ROME — The Catholic Church and the northern Italian city of Ferrara are making their peace with Antonio Vivaldi nearly 300 years after the city’s archbishop effectively canceled the staging of one of his operas, sending the famed Baroque composer into debt for his final years in exile.
Ferrara Archbishop Giancarlo Perego is attending the opening Thursday of Vivaldi’s “Il Farnace” at the city’s public theater, a decision hailed by the theater’s artistic director as a “marvelous gesture” that helps heal the past and highlight one of Vivaldi’s lesser-known works.
“We want to restore to Vivaldi what was taken from him here in Ferrara,” Marcello Corvino told The Associated Press ahead of the premiere of “Il Farnace,” which tells the story of the tragic dynasty of King Pharnaces II.
According to historians, when Cardinal Tommaso Ruffo banned Vivaldi from Ferrara, it effectively meant the cancellation of the scheduled 1739 Carnival production of his “Il Farnace,” which had already enjoyed success in Italy and beyond. Ruffo’s reason? Vivaldi, an ordained Catholic priest, had stopped celebrating Mass and was said to be in a relationship with one of his singers, Anna Giro.
In this Dec. 29, 2021, photo provided by the Fondazione Teatro Comunale di Ferrara, singers perform in Antonio Vivaldi’s “Il Farnace” in Ferrara, Italy. The Catholic Church and the city of Ferrara are making their peace with Vivaldi nearly 300 years after the city’s archbishop canceled the staging of one of his operas, sending the famed Baroque composer into debt for his final years in exile. The decision was hailed by the theater’s artistic director Marcello Corvino as a “marvelous gesture” that helps heal the past and highlight one of Vivaldi’s lesser-known works. (Credit: Marco Caselli Nirmal/Fondazione Teatro Comunale di Ferrara via AP.)
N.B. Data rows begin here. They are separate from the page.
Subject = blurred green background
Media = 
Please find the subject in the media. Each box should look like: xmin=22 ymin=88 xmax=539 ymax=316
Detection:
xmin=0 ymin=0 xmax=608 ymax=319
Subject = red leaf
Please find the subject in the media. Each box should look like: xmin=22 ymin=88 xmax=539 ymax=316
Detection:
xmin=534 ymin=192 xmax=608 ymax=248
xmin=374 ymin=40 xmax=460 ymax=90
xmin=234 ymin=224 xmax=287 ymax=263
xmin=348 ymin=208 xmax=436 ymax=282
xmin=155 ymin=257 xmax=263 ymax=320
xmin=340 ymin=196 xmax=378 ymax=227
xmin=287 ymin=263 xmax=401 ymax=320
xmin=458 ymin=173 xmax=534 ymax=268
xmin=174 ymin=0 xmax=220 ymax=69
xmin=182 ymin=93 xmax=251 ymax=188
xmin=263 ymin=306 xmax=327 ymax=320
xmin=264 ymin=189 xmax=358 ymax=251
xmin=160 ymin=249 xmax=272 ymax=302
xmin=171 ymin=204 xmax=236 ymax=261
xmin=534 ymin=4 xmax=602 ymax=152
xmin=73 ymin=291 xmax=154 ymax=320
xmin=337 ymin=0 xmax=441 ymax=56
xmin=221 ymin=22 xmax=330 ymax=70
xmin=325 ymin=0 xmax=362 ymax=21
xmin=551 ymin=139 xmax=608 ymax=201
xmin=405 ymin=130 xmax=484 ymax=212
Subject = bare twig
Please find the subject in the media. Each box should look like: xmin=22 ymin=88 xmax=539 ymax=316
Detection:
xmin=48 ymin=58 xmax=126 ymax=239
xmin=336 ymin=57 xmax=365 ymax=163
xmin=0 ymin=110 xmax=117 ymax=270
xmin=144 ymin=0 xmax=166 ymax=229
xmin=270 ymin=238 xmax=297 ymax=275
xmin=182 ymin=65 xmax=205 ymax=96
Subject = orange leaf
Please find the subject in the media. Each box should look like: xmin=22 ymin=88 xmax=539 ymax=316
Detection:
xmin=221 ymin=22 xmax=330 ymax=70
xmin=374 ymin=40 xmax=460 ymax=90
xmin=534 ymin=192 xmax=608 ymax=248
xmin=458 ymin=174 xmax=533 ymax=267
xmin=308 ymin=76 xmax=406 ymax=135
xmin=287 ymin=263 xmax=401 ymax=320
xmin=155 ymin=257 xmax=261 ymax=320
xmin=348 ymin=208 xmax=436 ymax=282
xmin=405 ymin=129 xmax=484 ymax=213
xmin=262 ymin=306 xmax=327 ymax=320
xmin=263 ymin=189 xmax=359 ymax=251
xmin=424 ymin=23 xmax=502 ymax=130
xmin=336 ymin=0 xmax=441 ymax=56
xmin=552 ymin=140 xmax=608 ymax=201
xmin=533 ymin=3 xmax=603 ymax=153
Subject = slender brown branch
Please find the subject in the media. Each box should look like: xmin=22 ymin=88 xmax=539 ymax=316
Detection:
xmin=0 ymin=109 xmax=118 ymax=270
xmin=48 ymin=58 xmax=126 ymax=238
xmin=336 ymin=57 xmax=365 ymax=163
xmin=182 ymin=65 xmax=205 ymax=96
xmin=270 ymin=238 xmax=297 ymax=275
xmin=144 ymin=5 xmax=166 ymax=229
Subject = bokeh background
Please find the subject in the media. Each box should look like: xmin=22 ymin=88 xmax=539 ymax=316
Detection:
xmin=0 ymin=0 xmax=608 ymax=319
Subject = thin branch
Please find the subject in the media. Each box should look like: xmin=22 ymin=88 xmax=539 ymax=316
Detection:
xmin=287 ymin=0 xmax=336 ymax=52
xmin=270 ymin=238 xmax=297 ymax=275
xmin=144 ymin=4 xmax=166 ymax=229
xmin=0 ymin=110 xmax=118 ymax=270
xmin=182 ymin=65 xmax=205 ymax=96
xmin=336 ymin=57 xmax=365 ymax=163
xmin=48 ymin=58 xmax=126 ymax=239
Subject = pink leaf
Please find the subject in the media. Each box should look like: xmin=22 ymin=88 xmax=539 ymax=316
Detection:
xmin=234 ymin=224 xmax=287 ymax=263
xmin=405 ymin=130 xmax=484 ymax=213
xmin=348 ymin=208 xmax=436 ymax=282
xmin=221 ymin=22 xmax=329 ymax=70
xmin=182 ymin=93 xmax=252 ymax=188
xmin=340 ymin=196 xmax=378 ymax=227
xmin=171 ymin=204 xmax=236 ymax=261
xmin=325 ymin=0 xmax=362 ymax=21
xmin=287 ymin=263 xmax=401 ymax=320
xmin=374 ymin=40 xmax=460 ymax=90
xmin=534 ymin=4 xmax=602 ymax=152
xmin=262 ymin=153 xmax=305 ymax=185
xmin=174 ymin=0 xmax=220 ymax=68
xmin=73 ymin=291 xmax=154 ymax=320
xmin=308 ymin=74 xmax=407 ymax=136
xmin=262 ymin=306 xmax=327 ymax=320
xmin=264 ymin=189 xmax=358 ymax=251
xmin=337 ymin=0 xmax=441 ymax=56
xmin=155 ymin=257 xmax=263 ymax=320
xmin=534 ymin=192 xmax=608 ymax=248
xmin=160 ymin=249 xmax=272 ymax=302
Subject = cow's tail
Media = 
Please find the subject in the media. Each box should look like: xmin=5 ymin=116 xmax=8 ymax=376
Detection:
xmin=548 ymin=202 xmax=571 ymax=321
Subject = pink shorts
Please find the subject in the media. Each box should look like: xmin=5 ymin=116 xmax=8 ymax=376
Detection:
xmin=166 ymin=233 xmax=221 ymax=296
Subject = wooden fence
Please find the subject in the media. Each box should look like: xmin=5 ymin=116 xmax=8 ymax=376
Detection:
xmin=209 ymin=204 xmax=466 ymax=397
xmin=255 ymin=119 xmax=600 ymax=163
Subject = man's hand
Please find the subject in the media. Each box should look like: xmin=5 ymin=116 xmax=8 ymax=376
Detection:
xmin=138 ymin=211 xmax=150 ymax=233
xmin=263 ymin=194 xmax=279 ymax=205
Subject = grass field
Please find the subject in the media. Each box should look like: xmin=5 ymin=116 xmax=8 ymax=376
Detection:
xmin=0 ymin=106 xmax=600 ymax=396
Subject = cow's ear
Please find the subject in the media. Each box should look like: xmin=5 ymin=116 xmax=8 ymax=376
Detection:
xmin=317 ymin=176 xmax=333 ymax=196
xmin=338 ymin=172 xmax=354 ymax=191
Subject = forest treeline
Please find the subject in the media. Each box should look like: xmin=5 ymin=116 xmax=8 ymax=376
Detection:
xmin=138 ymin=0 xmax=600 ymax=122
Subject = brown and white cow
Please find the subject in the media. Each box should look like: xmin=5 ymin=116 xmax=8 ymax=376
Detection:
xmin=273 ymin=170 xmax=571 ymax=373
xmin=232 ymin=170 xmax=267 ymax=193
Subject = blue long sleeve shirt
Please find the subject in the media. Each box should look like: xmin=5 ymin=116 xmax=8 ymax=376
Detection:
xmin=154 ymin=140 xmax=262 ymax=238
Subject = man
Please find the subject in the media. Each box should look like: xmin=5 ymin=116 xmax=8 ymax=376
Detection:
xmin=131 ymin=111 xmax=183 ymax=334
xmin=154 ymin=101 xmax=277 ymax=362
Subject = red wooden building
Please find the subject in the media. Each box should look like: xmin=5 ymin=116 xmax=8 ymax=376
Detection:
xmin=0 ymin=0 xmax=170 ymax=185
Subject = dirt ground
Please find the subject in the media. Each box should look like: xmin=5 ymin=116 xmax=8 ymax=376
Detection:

In reality, Vivaldi didn’t celebrate Mass because he had long suffered from respiratory problems, and his relationship with Giro was like that of any of a composer with his lead singer, Corvino said.
The cancellation proved financially disastrous for Vivaldi, Corvino said, since he had paid for the production himself ahead of time and was already experiencing a period of decline as his instrumental works had fallen out of favor.
Vivaldi went into debt and died in 1741 in Vienna. Only after his manuscripts were rediscovered did he earn posthumous fame for “The Four Seasons” and other concertos.
“It’s almost a vindication, a belated tribute that the city of Ferrara is offering Vivaldi,” said Federico Maria Sardelli, who is conducting the opera and wrote a book on Vivaldi’s decline, “L’Affare Vivaldi,” which chronicles his final years.
Sardelli says that after Cardinal Ruffo prohibited the Venetian composer from stepping foot in Ferrara, Vivaldi initially tried to score the production from afar, writing down explicit stage directions as well as expressive and interpretative notations that he normally would have given his singers in person.
Those notations remain in the manuscript prepared for the Ferrara production, which was never staged. Those notations provided guidance for the opera opening Thursday for a two-night run, Sardelli said in a promotional video.
“We have this treasure, this score, which is a mirror of Vivaldi’s process,” he said. “He wrote incredible things that no Baroque composer ever wrote in a score because they would say it in person. We have the fortune of having the voice of Vivaldi written down on this score.”